Berlin – CDU und SPD sind sich derzeit in vielen wichtigen politischen Fragen nicht ganz grün. Was in so ziemlich jeder Bundestagsdebatte offen zutage tritt, wurde auch in der ARD-Sendung „Maischberger“ überdeutlich. Denn im Gespräch mit Moderatorin Sandra Maischberger stritten sich SPD-Generalsekretär Kevin Kühnert und Jens Spahn, stellvertretender Fraktionsvorsitzender der CDU, über ihre innen- und außenpolitischen Ansichten.

Jens Spahn (l.) und Kevin Kühnert sitzen nebeneinander und gestikulieren
Streitgespräch mit spätem Höhepunkt: Jens Spahn (l.) und Kevin Kühnert sind in vielen Themen unterschiedlicher Meinung. © Screenshot ARD

Kühnert und Spahn bei Maischberger: SPD- und CDU-Politiker streiten über Rolle im Ukraine-Krieg

Ganz am Ende nannte der einstige Juso-Vorsitzende seinen Duzfreund sogar „Pappkamerad“. Da drehte sich bereits seit Minuten alles um den Ukraine-Krieg, die Kriegstreiberei von Wladimir Putin, den Einsatz von Olaf Scholz für den Frieden, die scheinbar ewige Debatte um Taurus-Lieferungen und die Aussage von SPD-Fraktionschef Rolf Mützenich, ob nicht auch mal über ein Einfrieren des Kriegs nachgedacht werden sollte.

Der Weg bis dahin ist jedoch auch an diesem Abend lang und so tauschen Kühnert und Spahn zunächst ihre teilweise fundamental differierenden Ansichten zum Bürgergeld sowie zur Rente der Zukunft aus. Beim CDU-Vorschlag zu schnelleren Sanktionen beim Hartz-IV-Nachfolger zweifelt Kühnert etwa daran, ob sich diese Maßnahmen mit dem Grundgesetz vereinbaren lassen.

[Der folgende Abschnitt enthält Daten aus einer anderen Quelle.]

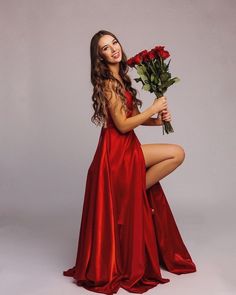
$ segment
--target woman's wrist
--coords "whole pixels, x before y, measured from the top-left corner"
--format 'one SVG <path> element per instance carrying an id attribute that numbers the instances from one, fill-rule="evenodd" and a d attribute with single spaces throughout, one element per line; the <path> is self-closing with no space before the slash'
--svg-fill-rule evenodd
<path id="1" fill-rule="evenodd" d="M 160 116 L 158 118 L 155 118 L 155 125 L 157 125 L 157 126 L 162 126 L 163 125 L 163 121 L 160 118 Z"/>

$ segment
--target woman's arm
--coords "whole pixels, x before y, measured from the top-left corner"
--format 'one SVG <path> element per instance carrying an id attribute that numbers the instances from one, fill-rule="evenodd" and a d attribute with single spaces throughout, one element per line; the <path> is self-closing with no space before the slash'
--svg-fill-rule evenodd
<path id="1" fill-rule="evenodd" d="M 140 111 L 137 108 L 137 106 L 134 106 L 134 110 L 133 110 L 132 116 L 136 116 L 138 114 L 140 114 Z M 140 125 L 144 125 L 144 126 L 162 126 L 163 125 L 163 121 L 162 121 L 162 119 L 159 116 L 158 118 L 148 118 L 146 121 L 144 121 Z"/>
<path id="2" fill-rule="evenodd" d="M 121 133 L 131 131 L 156 114 L 155 108 L 151 105 L 142 113 L 139 112 L 137 115 L 127 118 L 125 111 L 122 108 L 121 99 L 112 89 L 110 81 L 106 81 L 105 94 L 109 97 L 108 108 L 110 110 L 112 120 Z"/>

Während Spahn das Hauptproblem bei diesem Thema benennt: „Ich bin jetzt schon ein paar Jahre in politischer Verantwortung. Und ich habe noch nie erlebt, dass die Erhöhung einer Sozialleistung – wie das beim Bürgergeld passiert ist – zu so viel Unmut und Frust geführt hat.“ Zudem hält der ehemalige Gesundheitsminister fest: „Es geht um das Gerechtigkeitsempfinden in diesem Land und das ist schwer gestört.“ Wichtig sei, dass sich Leistung wieder lohne.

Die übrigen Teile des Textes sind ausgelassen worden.